Pathways

Pathway analyses are done using fold-change values returned by limma or DESeq2. Since there are fold-change values for each comparison, so pathway analysis can be conducted on each comparison. Note that pathway analysis uses fold-change values of all genes and hence is independent of the selected DEGs.

However, users can choose to filter out some genes with noisy fold-changes by using a FDR cutoff by reducing the “Remove genes with big FDR before pathway analysis” from the default value of 1 to a relatively bigger FDR cutoff like 0.6. If this is done then, genes with FDR > 0.6 is removed from pathway analysis.

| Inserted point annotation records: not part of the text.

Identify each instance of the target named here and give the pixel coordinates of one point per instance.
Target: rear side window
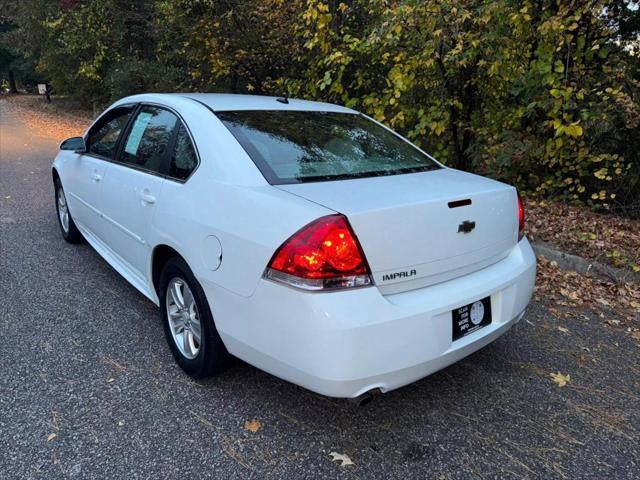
(103, 137)
(184, 159)
(148, 139)
(297, 147)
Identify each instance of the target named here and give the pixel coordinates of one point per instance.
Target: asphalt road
(82, 356)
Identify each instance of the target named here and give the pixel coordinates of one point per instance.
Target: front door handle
(146, 197)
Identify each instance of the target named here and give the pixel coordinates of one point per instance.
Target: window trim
(134, 109)
(272, 178)
(125, 132)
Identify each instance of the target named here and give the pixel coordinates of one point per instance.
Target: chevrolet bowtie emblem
(466, 227)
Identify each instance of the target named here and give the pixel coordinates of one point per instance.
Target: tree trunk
(13, 88)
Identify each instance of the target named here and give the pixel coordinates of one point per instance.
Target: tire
(198, 358)
(65, 221)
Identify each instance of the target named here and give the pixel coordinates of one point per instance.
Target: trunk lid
(410, 234)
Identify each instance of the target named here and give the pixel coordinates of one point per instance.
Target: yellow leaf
(342, 458)
(560, 379)
(252, 425)
(573, 130)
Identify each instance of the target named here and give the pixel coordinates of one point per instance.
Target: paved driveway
(88, 388)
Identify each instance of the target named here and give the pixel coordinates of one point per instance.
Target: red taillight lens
(325, 254)
(520, 219)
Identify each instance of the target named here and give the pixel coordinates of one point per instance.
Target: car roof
(220, 102)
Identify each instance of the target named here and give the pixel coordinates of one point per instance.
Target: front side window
(184, 159)
(103, 137)
(148, 139)
(297, 147)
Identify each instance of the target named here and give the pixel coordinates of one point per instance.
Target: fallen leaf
(560, 379)
(252, 425)
(341, 457)
(569, 294)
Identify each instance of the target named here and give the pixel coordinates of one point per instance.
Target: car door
(133, 184)
(84, 172)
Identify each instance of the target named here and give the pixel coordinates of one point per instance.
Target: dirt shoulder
(608, 239)
(60, 119)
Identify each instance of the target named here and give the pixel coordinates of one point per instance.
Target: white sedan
(304, 238)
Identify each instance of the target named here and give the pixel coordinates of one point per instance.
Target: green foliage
(542, 94)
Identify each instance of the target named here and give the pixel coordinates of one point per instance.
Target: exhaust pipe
(364, 398)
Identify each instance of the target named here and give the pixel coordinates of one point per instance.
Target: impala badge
(466, 227)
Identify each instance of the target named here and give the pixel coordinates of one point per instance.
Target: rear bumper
(343, 344)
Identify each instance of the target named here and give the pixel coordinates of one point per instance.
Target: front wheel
(188, 322)
(67, 226)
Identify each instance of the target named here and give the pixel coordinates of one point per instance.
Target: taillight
(520, 219)
(323, 255)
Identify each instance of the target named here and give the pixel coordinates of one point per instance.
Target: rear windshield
(297, 147)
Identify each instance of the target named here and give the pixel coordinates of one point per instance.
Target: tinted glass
(184, 159)
(103, 138)
(294, 147)
(148, 138)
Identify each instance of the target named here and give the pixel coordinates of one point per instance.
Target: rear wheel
(188, 322)
(67, 226)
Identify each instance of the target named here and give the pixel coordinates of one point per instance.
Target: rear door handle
(146, 197)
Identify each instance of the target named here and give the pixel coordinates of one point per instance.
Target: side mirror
(75, 144)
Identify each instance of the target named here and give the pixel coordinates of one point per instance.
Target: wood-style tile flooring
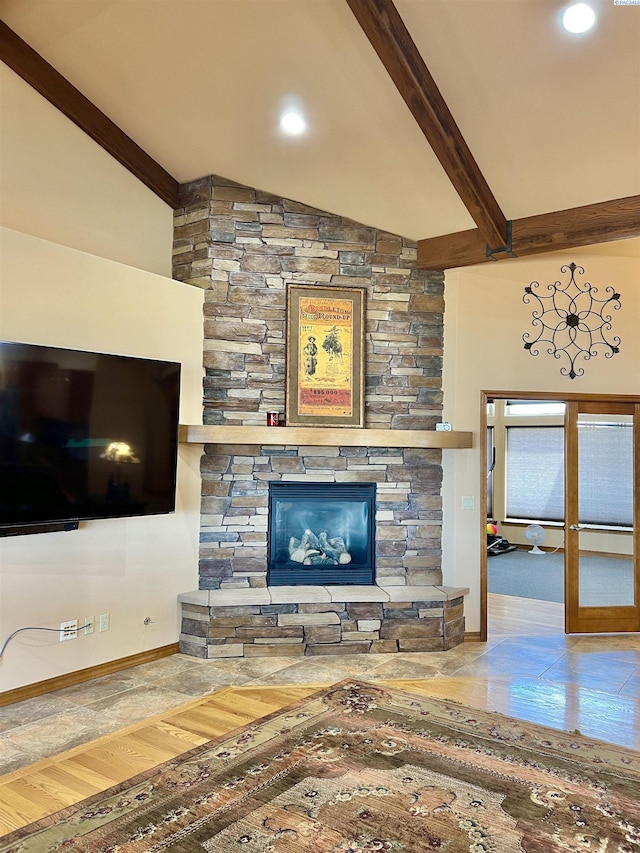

Pathway analysis can be performed using several methods. GSEA (Gene Set Enrichment Analysis) (Subramanian et al., 2005) is conducted in the pre-ranked mode using a recent faster algorithm based on the fgsea package (Sergushichev, 2016). PAGE (Parametric Analysis of Gene Set Enrichment) (Kim and Volsky, 2005) is used as implemented in PGSEA package(Furge and Dykema, 2012). For PGSEA there are two versions. One only analyzes the selected comparisons and another option (“PGSEA w/ all samples”) enables the user to analyze all sample groups.

Unlike all of these methods rely on the built-in geneset databases, ReactomePA (Reactome Pathway Analysis) (Yu and He, 2016) retrieves genesets from Reactome (Fabregat et al., 2016; Yu and He, 2016).

Gene expression data can be visualized on KEGG pathway diagrams (Kanehisa et al., 2017) using Pathview (Luo and Brouwer, 2013). Note that Pathview download pathway diagrams directly from KEGG website and thus is slow.

On the lower left side of the screen, there is checkbox named “Use absolute values of fold changes for GSEA and GAGE”. This is useful as some molecular pathways can be modulated by up-regulating some genes while down-regulating others. This is especially useful when using KEGG pathways. For others genes sets such as TF target genes, microRNA target genes where we know the regulation is one-directional, we should not check this box.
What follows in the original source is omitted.